The plan ran into storms, however. When Yar’ Adua assumed power, he refused to dance to Obasanjo’s tunes. He was determined to leave a legacy of his own. Obasanjo was not given any space to maneouvre. But unfortunately, Yar’ Adua became seriously sick and died in 2010. Obasanjo jumped out of his political doghouse and started prompting Jonathan to run on his own terms in 2011, even though many northern leaders preferred that he allowed one of theirs to replace him.
Soon, Obasanjo found out he had lost his place in the PDP even under Jonathan. It was so bad he was almost ignominiously booted out of his Board of Trustees Chairman post. In the middle of 2013, he resigned from the post. President Jonathan was later on to describe Obasanjo as “a goat seller who, after selling his goat, refuses to release the rope”. The Ota-born chicken farmer went home and started the war that led, ultimately, to the end of PDP’s reign.
In January 2014, he published one of his series of scandalous open letters to President Jonathan, accusing him of every abominable sin under the sun, including training snipers to kill his political opponents. A man under whose watch many prominent people were murdered was accusing a president who never recorded a single such incident in his five and half years as President!

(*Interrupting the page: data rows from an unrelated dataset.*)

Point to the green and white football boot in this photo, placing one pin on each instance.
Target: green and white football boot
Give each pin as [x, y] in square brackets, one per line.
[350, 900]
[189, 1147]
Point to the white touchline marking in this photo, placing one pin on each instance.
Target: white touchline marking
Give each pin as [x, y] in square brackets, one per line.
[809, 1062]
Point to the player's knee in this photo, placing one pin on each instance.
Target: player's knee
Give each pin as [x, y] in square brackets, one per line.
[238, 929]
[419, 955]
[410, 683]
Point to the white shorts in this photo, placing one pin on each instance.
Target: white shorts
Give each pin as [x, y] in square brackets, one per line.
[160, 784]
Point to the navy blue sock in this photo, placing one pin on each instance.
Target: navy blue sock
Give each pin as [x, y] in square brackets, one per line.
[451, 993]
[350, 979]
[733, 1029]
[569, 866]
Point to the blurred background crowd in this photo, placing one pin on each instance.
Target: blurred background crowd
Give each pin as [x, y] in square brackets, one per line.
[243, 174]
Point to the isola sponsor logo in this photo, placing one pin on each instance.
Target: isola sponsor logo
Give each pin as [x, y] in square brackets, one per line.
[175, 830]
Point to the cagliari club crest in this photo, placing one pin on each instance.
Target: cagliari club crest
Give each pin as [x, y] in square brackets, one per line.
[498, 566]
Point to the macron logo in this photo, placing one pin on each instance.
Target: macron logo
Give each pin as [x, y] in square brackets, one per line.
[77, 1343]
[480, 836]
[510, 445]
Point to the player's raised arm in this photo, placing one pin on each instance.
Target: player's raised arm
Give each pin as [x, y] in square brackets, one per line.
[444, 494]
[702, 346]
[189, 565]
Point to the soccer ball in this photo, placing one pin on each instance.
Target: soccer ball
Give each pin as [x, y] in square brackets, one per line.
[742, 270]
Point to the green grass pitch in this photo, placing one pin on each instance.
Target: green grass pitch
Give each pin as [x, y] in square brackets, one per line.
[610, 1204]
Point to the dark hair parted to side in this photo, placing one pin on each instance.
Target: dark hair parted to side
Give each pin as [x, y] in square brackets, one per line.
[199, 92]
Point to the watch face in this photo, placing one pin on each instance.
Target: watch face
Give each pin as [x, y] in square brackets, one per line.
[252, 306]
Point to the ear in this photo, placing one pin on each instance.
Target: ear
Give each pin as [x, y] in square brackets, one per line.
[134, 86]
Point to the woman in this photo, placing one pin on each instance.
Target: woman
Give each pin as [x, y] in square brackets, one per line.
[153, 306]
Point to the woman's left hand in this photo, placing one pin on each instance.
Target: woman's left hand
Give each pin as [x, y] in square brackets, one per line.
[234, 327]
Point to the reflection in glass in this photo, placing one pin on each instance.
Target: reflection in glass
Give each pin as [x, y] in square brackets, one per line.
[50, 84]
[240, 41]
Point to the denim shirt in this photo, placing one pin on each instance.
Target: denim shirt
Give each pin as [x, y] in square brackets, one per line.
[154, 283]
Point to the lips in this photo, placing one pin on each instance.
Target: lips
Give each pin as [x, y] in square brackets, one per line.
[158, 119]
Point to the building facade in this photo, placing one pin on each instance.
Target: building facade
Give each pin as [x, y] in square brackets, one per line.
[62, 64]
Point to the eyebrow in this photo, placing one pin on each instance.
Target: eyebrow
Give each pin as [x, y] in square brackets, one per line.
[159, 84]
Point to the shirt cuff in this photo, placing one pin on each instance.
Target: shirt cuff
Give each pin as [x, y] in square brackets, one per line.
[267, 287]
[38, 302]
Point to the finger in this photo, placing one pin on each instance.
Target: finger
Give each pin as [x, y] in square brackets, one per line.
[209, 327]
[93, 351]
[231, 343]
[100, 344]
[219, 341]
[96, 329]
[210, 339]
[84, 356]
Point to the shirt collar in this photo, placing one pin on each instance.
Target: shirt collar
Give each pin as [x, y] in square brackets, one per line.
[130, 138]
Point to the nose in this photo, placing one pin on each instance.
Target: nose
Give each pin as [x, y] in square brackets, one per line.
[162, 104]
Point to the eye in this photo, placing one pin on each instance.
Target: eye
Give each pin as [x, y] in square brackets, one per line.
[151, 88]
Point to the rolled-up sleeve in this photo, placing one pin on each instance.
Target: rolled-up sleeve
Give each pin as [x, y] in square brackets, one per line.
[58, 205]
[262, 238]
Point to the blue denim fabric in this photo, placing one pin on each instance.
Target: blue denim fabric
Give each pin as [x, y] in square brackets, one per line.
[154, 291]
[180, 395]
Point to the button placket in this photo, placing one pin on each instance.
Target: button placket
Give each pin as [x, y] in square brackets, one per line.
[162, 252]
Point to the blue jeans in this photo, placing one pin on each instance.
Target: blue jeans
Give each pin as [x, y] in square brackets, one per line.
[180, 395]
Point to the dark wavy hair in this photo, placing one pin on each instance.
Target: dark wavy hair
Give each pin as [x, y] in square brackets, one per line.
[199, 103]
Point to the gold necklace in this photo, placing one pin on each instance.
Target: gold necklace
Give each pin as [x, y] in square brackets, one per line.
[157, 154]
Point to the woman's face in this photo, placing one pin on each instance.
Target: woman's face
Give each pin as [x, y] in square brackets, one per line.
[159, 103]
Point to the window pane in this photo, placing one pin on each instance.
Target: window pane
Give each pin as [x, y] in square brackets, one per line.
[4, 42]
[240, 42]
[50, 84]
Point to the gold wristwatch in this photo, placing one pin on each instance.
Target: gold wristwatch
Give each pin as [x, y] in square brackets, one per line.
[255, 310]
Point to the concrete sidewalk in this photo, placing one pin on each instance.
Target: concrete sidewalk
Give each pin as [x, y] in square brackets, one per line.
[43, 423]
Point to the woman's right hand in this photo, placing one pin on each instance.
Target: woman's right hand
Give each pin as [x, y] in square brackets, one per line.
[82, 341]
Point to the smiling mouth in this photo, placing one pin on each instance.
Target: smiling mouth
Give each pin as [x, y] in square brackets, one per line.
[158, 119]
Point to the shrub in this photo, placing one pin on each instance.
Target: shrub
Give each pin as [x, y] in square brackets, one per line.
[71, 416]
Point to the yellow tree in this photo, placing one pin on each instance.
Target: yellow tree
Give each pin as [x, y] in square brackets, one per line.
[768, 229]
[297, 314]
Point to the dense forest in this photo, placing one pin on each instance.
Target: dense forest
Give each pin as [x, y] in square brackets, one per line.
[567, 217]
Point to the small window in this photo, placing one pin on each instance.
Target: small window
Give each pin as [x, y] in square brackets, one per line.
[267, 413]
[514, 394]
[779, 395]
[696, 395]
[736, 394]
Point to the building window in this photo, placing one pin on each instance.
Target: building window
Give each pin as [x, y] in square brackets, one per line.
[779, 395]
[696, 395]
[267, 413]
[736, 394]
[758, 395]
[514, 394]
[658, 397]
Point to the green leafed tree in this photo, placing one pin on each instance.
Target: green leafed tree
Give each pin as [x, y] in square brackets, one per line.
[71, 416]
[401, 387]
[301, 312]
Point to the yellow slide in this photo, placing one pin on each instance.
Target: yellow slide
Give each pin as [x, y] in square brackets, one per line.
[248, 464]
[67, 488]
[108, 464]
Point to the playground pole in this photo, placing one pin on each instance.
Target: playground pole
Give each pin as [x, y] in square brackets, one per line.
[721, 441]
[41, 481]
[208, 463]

Between April and May 2014, Obasanjo went round many states of the North and persuaded some of the governors he planted in power to run for president to replace Jonathan. Some of these were: Governors Sule Lamido of Jigawa, Rabiu Kwankwaso of Kano, Magatakarda Wamakko of Sokoto and Babangida Aliyu of Niger. Some of these OBJ-made governors were at the forefront of the rebellion against Jonathan.
The tipping point came when five of the rebel governors decamped from PDP and joined the newly amalgamated All Progressives Congress (APC) which was put together by Asiwaju Bola Ahmed Tinubu and General Muhammadu Buhari.
From that point on, the rapid emaciation of the PDP could no longer be stopped. Obasanjo was relentless in his attacks on Jonathan. Apart from writing public letters, he also nudged some of his out-of-work former ministers, such as Oby Ezekwesili, Nasir el Rufai and lately, Charles Soludo, to slam the Jonathan administration each time they got the chance to go public. Obasanjo climaxed his choreography with the public tearing of his PDP membership card a couple of months to the presidential election.
Of course, PDP’s fall from power under the watch of President Jonathan was further helped by the President’s failure to take decisive steps when and where he needed to. This made him subject to blackmail. Jonathan surrounded himself with people who posed as his lovers but were actually deceivers. They took whatever they could from him and abandoned him when he needed them most. Matters were not helped by his sloppy handling of the Boko Haram insurgency, which grew from a small pox on the nose to a plague that wracked the whole nation.
Perhaps, if Jonathan had been a little more in charge and decisive, he would have prevented some of the little problems that ballooned to decide for him only one term in office. But Obasanjo was the headwind that chipped away, unchallenged, at the pedestal of his presidential power.